第8話天罰

「申し訳ありません、舞姫様。

 貴女様を追い出してまで権力を手に入れたのに、こんな事になってしまいました」


 ジプシーの踊り子が私の前で叩頭しています。

 心から私に詫びているのが分かりますが、私は全然気にしていません。

 あの腐りきった王国を正して操るなど、絶対に不可能だと分かっていました。

 普通に作物が実っていても、驕り高ぶった彼らの遊興のために、多くの税を奪われて、民は生きていけなくなっていました。


 それが、私を追放した事で、歴史的な凶作になり、人口も激減したのですから、民への収奪は想像を絶するモノになりました。

 私も救いの手を伸ばしましたが、助けられたのは十万人程度でした。

 この状況では、それでなくても差別されているジプシー達が、踊り子が王太子の心を掴んでいようとも、暴行略奪の標的にならない訳がないのです。

 いえ、聖なる舞姫の座を奪っているので、全責任を負わせられたのです。


 踊り子が王太子の心を掴んで以降、大陸中のジプシー達が、差別を逃れようとこの国にやってきましたが、この状態では怒りのはけ口になるだけでした。

 このまま虐殺されるのを見て見ぬ振りもできないので、オアシス都市に逃げてくるように誘い、このような状態となりました。

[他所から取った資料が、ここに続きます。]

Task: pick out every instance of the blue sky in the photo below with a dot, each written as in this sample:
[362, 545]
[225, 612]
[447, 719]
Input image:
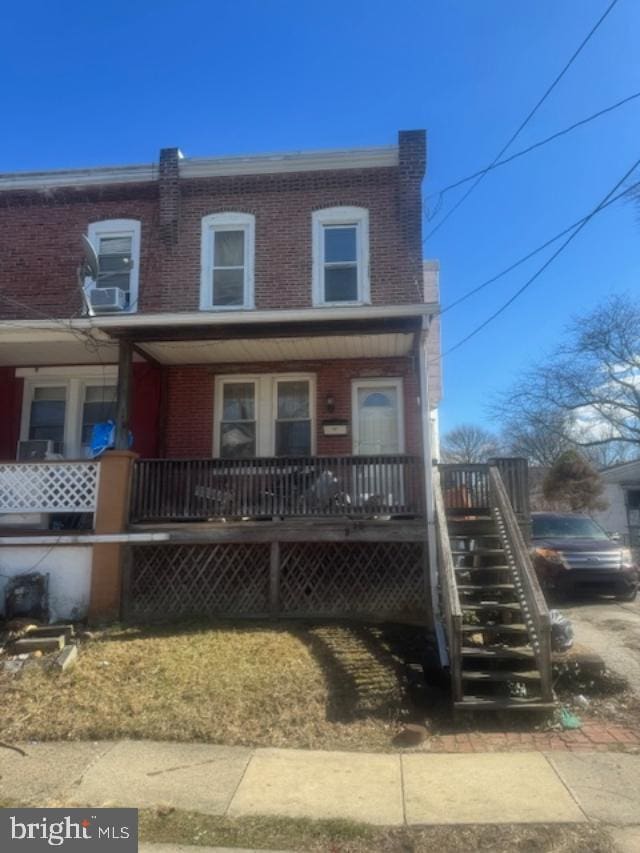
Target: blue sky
[87, 84]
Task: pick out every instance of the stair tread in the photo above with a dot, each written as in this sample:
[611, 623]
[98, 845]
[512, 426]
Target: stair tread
[469, 535]
[500, 675]
[503, 704]
[506, 652]
[496, 568]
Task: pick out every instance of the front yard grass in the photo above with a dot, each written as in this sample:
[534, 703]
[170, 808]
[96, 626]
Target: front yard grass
[311, 686]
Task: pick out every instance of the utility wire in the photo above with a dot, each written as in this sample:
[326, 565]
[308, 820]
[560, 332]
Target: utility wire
[546, 264]
[526, 121]
[531, 254]
[533, 147]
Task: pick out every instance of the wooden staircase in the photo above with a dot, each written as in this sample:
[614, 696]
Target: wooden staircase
[496, 622]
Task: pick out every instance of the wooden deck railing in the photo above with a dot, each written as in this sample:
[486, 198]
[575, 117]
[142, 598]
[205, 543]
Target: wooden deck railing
[166, 490]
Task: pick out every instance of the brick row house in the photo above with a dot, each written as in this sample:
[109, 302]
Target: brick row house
[263, 334]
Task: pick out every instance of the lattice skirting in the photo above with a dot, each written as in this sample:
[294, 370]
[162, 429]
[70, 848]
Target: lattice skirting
[378, 580]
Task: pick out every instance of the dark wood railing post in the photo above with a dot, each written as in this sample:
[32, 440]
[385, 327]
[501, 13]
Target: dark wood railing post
[123, 394]
[321, 486]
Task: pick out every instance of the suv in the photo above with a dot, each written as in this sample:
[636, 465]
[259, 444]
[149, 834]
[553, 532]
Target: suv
[571, 551]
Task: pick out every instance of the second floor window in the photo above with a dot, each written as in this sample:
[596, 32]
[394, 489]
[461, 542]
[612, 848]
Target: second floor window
[227, 261]
[341, 256]
[117, 245]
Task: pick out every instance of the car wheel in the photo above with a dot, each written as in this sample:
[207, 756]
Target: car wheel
[628, 596]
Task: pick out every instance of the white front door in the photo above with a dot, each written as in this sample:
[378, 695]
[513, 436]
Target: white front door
[378, 430]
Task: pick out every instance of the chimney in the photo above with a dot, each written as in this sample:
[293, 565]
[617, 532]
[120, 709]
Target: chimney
[412, 160]
[169, 187]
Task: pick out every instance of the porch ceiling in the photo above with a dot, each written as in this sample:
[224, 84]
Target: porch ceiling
[260, 349]
[37, 347]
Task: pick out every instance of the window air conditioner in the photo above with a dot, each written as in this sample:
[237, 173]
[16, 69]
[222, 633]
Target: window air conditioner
[108, 299]
[39, 448]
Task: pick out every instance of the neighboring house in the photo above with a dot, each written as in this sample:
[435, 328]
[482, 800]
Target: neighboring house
[622, 491]
[265, 328]
[262, 327]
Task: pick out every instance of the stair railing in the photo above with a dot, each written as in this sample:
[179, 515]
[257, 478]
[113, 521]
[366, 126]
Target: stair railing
[450, 600]
[535, 611]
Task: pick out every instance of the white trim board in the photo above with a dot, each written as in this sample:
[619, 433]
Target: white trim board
[208, 167]
[266, 385]
[379, 382]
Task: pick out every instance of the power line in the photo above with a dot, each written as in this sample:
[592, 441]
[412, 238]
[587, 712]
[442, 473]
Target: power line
[547, 263]
[535, 251]
[526, 120]
[533, 147]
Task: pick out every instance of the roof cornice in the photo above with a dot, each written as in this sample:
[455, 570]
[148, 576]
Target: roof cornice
[258, 164]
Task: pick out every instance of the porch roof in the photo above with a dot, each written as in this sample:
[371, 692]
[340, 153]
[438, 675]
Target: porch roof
[205, 338]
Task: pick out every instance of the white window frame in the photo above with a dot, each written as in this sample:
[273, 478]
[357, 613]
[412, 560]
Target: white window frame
[119, 228]
[382, 382]
[332, 216]
[75, 380]
[266, 407]
[215, 222]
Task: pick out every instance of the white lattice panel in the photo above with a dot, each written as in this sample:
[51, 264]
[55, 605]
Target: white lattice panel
[48, 487]
[198, 580]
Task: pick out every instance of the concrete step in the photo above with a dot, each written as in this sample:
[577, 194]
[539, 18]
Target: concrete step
[497, 652]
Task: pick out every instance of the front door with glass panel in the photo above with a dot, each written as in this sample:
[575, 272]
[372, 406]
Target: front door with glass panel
[268, 415]
[378, 431]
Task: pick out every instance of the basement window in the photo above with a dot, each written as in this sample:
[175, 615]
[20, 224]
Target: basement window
[227, 261]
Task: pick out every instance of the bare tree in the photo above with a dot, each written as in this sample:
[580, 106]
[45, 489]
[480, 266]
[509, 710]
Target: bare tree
[573, 483]
[469, 443]
[589, 388]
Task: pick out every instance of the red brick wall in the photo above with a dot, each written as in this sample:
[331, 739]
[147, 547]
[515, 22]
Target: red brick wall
[190, 400]
[40, 233]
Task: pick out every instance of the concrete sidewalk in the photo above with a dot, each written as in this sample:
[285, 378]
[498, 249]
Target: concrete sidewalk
[380, 789]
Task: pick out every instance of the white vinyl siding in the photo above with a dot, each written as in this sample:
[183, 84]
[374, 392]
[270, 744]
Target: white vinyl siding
[266, 415]
[341, 256]
[117, 245]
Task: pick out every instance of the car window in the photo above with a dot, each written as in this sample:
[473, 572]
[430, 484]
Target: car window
[566, 527]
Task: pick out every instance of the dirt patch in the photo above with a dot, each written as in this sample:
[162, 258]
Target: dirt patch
[313, 686]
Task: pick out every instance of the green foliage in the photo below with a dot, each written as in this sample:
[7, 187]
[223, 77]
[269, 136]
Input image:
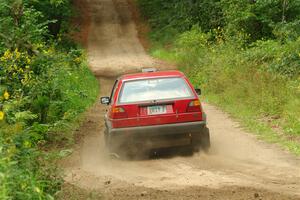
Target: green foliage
[174, 17]
[248, 63]
[45, 85]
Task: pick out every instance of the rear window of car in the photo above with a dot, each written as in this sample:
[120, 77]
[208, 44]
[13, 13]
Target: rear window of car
[154, 89]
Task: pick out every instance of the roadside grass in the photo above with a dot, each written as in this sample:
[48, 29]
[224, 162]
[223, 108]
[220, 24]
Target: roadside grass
[267, 104]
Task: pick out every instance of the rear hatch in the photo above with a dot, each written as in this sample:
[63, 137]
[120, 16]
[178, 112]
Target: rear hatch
[157, 101]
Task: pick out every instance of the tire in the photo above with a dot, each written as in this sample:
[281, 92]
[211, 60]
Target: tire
[201, 141]
[108, 142]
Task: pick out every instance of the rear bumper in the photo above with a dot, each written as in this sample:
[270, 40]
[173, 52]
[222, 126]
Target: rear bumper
[157, 130]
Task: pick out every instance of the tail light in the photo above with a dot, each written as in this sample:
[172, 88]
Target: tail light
[194, 106]
[118, 113]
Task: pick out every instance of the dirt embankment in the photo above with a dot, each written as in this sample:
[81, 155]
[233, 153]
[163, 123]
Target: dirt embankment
[237, 167]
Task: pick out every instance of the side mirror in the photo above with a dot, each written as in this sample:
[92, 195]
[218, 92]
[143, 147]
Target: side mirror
[105, 100]
[198, 91]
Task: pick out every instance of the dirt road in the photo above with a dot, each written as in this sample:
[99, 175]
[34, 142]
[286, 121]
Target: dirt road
[237, 167]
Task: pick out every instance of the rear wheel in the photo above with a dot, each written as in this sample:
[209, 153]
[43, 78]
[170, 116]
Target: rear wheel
[205, 140]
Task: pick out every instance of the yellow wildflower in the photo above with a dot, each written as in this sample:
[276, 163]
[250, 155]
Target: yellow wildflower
[6, 95]
[17, 53]
[1, 115]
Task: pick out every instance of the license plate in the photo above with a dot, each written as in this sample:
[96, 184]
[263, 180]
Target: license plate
[156, 110]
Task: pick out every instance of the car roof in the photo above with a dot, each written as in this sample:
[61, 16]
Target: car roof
[157, 74]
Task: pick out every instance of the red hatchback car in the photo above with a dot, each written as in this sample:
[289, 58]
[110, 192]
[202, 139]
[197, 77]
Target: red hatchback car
[152, 110]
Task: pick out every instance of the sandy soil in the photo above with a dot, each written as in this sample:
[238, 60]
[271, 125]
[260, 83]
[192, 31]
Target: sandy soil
[237, 167]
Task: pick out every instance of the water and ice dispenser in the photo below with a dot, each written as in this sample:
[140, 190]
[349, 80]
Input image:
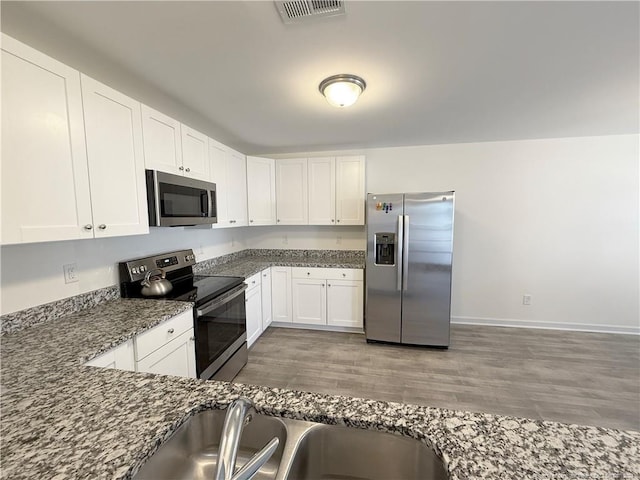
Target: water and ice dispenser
[385, 244]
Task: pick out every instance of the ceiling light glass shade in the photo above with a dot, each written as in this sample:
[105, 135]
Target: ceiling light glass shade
[342, 90]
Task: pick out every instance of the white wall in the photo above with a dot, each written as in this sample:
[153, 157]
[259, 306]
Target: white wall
[557, 219]
[32, 274]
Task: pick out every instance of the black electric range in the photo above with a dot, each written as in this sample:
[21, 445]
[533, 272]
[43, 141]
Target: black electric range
[219, 313]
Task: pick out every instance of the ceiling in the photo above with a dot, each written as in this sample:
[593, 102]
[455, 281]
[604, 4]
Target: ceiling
[436, 72]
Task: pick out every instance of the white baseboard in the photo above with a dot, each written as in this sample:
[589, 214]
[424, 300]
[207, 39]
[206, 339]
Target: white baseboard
[579, 327]
[328, 328]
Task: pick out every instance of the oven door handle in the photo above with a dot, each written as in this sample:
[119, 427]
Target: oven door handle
[212, 305]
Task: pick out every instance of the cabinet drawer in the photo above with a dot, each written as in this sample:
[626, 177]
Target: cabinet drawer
[327, 273]
[253, 281]
[344, 274]
[158, 336]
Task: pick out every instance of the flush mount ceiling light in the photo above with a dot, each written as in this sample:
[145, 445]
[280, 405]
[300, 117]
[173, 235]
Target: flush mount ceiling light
[342, 90]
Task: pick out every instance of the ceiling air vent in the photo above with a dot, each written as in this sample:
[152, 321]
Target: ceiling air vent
[297, 10]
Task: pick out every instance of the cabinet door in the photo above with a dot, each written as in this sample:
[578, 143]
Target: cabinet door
[218, 172]
[195, 161]
[322, 191]
[309, 298]
[113, 126]
[45, 186]
[162, 141]
[281, 294]
[291, 192]
[254, 314]
[261, 185]
[237, 181]
[266, 298]
[178, 357]
[350, 197]
[344, 303]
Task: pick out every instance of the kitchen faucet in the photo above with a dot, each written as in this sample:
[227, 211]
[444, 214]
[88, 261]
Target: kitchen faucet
[239, 413]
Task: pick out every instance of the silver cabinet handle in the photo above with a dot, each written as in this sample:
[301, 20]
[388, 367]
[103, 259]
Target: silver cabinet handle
[399, 253]
[405, 255]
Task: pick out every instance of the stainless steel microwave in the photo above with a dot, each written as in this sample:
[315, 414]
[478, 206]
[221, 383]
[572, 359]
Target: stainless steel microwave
[176, 201]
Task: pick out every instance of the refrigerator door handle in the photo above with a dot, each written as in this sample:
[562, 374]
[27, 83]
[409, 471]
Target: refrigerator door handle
[405, 256]
[399, 255]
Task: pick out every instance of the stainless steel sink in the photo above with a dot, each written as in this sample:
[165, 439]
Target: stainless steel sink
[191, 453]
[341, 453]
[307, 451]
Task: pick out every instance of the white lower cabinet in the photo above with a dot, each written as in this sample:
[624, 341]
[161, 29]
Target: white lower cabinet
[309, 301]
[168, 348]
[253, 299]
[327, 296]
[345, 303]
[178, 357]
[120, 358]
[281, 294]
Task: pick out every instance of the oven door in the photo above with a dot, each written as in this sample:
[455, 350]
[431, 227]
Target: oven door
[221, 330]
[179, 201]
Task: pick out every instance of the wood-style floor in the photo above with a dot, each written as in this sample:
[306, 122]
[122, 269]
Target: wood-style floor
[572, 377]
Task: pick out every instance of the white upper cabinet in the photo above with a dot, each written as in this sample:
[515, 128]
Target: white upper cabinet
[113, 127]
[322, 191]
[350, 195]
[45, 186]
[261, 186]
[162, 141]
[172, 147]
[195, 161]
[218, 169]
[291, 192]
[229, 173]
[237, 193]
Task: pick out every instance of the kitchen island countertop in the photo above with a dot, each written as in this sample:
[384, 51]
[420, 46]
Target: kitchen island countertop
[63, 420]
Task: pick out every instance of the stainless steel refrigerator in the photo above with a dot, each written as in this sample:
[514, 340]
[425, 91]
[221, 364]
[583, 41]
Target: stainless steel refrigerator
[408, 274]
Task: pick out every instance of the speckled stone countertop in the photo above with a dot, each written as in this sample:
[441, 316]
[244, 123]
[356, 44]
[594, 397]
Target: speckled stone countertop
[245, 266]
[62, 420]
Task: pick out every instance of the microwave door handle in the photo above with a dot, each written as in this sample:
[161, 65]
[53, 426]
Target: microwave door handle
[208, 307]
[204, 203]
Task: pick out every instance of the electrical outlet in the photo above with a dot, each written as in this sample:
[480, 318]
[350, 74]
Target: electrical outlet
[70, 273]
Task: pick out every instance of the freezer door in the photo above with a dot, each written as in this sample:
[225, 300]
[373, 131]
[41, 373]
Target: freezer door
[383, 274]
[428, 248]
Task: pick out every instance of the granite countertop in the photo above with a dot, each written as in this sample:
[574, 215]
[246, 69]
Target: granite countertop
[247, 266]
[63, 420]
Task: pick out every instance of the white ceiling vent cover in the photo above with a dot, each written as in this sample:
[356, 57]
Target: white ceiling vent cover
[297, 10]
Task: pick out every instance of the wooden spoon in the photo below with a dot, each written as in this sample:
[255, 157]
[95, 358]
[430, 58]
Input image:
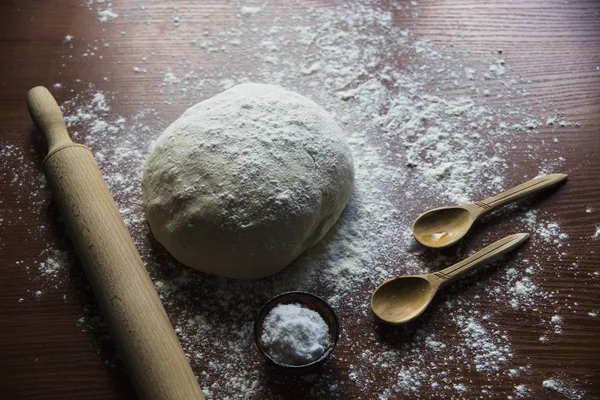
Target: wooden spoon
[400, 300]
[442, 227]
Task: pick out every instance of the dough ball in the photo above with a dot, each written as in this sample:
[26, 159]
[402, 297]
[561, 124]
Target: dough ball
[242, 183]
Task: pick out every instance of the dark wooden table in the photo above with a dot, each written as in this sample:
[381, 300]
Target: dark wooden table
[553, 46]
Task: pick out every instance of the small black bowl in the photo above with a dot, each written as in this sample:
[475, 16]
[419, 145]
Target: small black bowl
[310, 301]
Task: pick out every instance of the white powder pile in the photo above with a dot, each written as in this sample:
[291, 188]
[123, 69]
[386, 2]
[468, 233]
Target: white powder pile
[295, 335]
[425, 130]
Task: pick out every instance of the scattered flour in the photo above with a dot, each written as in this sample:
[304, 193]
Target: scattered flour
[560, 387]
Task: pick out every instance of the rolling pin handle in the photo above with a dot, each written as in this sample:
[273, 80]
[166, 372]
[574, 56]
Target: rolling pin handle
[47, 116]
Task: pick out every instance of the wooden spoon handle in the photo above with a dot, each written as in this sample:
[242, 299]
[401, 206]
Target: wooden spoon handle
[136, 318]
[483, 256]
[518, 192]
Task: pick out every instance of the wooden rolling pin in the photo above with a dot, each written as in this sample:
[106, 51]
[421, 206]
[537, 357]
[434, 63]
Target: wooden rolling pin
[136, 318]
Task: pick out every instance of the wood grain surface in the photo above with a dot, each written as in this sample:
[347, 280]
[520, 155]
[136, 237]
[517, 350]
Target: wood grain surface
[554, 45]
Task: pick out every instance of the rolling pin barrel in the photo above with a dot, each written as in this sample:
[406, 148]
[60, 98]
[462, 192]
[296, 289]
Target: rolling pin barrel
[135, 316]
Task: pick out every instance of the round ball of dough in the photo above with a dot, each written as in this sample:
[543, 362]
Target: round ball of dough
[244, 182]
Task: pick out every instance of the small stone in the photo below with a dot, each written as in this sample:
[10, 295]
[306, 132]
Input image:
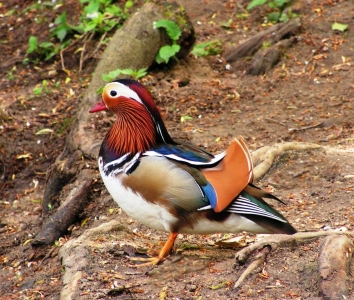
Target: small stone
[37, 210]
[191, 287]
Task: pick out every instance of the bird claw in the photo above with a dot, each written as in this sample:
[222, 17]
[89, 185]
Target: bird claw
[145, 261]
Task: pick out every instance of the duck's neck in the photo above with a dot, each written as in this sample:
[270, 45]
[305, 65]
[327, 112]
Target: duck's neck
[132, 132]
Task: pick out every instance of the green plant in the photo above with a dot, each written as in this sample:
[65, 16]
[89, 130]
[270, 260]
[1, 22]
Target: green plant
[136, 74]
[41, 89]
[208, 48]
[98, 16]
[278, 15]
[45, 50]
[168, 51]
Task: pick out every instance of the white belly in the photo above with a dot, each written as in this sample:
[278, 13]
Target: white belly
[152, 215]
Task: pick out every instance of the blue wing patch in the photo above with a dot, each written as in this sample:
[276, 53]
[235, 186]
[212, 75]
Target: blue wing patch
[210, 194]
[182, 152]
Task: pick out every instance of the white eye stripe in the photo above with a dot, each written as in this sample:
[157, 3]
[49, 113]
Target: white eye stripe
[121, 90]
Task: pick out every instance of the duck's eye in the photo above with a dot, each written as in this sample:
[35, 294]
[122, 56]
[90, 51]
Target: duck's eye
[113, 93]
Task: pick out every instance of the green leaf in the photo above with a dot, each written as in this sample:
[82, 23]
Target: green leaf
[32, 44]
[208, 48]
[46, 45]
[339, 26]
[171, 28]
[280, 3]
[111, 75]
[61, 32]
[61, 19]
[274, 16]
[44, 131]
[166, 52]
[255, 3]
[128, 4]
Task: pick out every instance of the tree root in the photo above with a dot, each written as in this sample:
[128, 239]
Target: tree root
[259, 260]
[58, 223]
[339, 247]
[264, 157]
[334, 266]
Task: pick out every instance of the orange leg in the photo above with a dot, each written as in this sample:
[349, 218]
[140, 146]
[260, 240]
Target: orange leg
[162, 254]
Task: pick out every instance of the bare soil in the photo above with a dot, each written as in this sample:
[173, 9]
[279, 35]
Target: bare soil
[307, 97]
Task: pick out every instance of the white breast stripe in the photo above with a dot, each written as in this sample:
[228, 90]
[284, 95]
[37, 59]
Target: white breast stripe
[244, 206]
[216, 159]
[205, 208]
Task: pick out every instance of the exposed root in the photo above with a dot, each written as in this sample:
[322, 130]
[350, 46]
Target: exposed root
[265, 156]
[281, 240]
[259, 260]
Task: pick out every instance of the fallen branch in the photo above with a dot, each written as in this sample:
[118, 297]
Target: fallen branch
[281, 240]
[334, 266]
[272, 35]
[267, 155]
[259, 260]
[305, 127]
[265, 60]
[58, 223]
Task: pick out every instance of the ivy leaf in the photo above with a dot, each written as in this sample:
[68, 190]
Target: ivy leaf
[166, 52]
[339, 26]
[255, 3]
[171, 27]
[32, 44]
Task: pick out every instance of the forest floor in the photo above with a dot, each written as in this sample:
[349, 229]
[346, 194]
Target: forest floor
[307, 97]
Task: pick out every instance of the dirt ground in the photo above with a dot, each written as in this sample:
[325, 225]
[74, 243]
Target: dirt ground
[307, 97]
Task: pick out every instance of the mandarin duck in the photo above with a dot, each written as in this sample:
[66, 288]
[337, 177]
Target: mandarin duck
[174, 186]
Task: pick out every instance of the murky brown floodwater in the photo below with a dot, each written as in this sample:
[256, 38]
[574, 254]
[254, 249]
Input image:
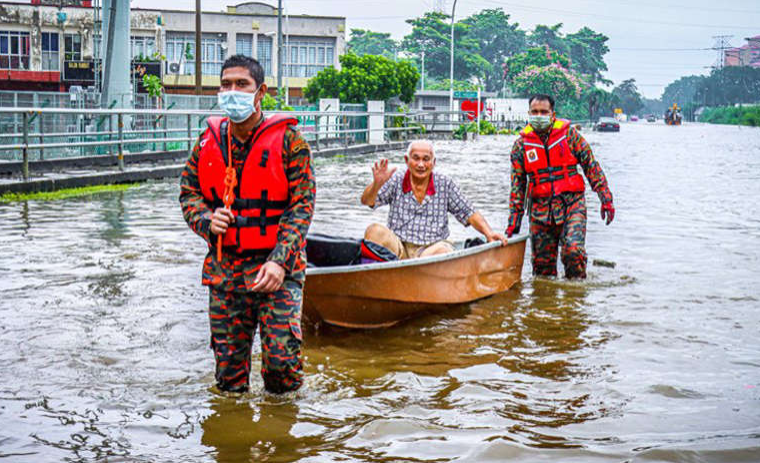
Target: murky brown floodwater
[104, 333]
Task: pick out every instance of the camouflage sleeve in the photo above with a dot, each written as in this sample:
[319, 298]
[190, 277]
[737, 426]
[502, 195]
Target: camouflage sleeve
[518, 181]
[296, 219]
[194, 207]
[591, 168]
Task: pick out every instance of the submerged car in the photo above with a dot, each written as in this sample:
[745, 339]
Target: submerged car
[607, 124]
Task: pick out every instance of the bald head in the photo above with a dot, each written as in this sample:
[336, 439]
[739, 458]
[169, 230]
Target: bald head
[420, 160]
[420, 147]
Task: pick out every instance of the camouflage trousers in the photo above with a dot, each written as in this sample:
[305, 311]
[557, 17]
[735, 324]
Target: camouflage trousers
[571, 235]
[234, 318]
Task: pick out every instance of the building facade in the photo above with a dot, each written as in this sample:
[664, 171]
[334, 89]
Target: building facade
[46, 47]
[747, 55]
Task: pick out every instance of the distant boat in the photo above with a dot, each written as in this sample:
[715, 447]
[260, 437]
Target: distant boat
[383, 294]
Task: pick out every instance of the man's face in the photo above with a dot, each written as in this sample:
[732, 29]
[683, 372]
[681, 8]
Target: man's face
[541, 108]
[239, 78]
[420, 161]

 結局オアシス都市には、元々の住人十万人と、ジプシー達十万人がいます。

 もし私がいなければ、ここでも殺し合いとなっていたでしょう。


「気にする事はありません、こうなる事は神様が定められた事です。

 この国を治める者たちは、神様を蔑ろにし過ぎたのです。

 もう天罰が下っている頃でしょう」


 神々の怒りは激烈で、今王都に集まっているオアシス都市侵略軍は、悲惨な死を迎える事が決まっています。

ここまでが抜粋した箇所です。